Tweed is the head of the British Secret Intelligence Service.
Whether Mr. Forbes intended on doing a series about Tweed is uncertain. The part played by Tweed in the first book was extremely important but he was by no means the central character. After another book dealing with WWII, Forbes returned to the spy genre with an adventure starring a news correspondent, Bob Newman, who eventually meets up with and is helped by Tweed. Again, Tweed was an important but not primary participant.
After that, however, the series took off in full force with Tweed running the show at the SIS, helped by his beautiful assistant, Paula Gray, and usually backed-up by the resourceful and highly tenacious Bob Newman. Both of these characters could easily have held their own in a series, so fully developed that they were, especially has time went along. Gray was closer to Tweed in work but Newman was a vital player, too.

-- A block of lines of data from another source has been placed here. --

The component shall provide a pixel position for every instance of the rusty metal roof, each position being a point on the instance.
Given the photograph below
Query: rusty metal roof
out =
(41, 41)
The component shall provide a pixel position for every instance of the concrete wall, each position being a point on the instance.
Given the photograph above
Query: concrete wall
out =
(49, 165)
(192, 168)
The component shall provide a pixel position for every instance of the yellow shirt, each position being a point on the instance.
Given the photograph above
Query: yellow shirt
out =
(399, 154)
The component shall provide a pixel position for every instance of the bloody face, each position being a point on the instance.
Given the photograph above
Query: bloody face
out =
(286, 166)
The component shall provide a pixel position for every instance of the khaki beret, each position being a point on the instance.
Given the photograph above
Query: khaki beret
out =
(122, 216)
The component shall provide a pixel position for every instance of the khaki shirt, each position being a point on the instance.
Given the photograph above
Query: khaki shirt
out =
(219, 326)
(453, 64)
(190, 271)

Forbes' books all have several features in common. They are all good. They are all filled with many, many twists and turns and false alarms and dead bodies and wild, wicked plots. And they are all long! Figuring an average of 475 pages per chronicle, added to the wallop each adventure packs, and you definitely get your money's worth.

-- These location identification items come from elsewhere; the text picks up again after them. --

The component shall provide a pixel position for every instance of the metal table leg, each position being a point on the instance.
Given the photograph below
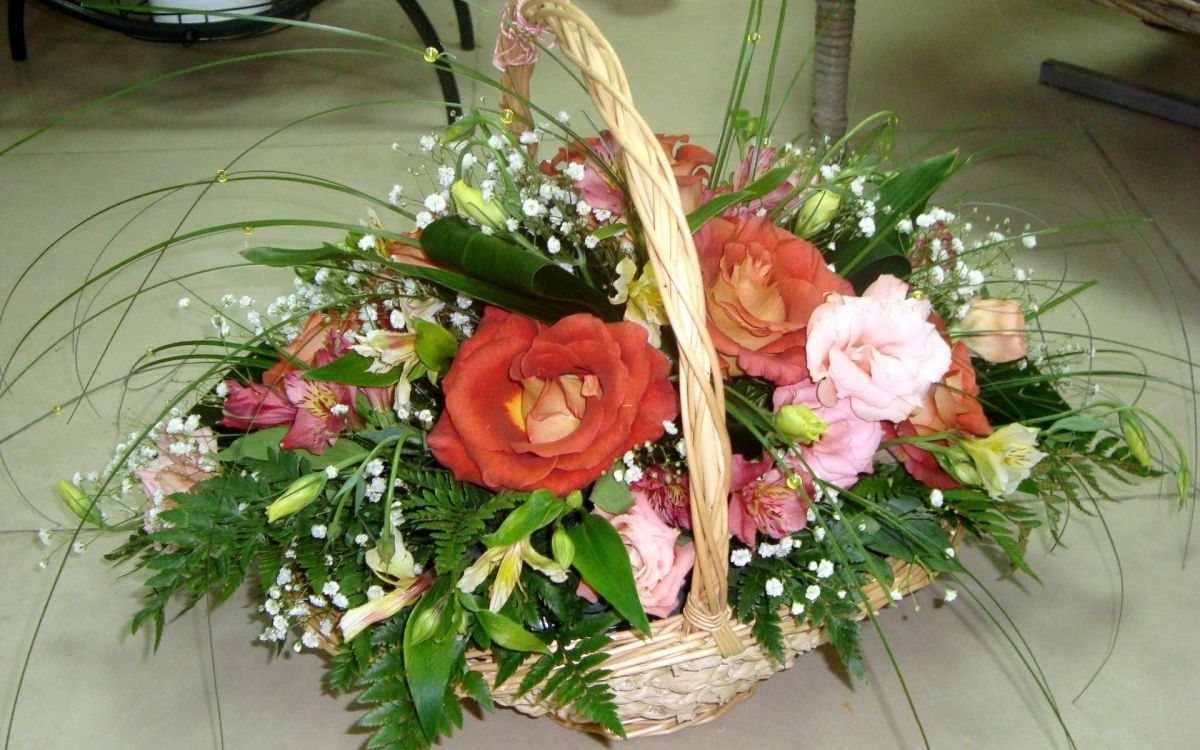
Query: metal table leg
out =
(430, 39)
(831, 67)
(17, 29)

You'll probably like Tweed, as I did. He is not the ultimate spy hero, tending to be closer to the George Smiley than to the James Bond. He is of average height and realistic demeanor. You wouldn't find him on a mountain-climbing vacation or scuba diving with sharks off Kingston. That does not mean, however, that he does not get into the thick of things on more than one occasion; it is just that it is his job to send others in and he only takes part when there are no alternatives or when he is pushed by events into it.
You will always find him thinking. A lot! He sees bad guys behind every rock but there isn't any paranoia involved because the bad guys are truly lurking there. Luckily for us, he sees them, but not so lucky for them because he is damned good at his job and not so lucky for him because they all know it and want him dead.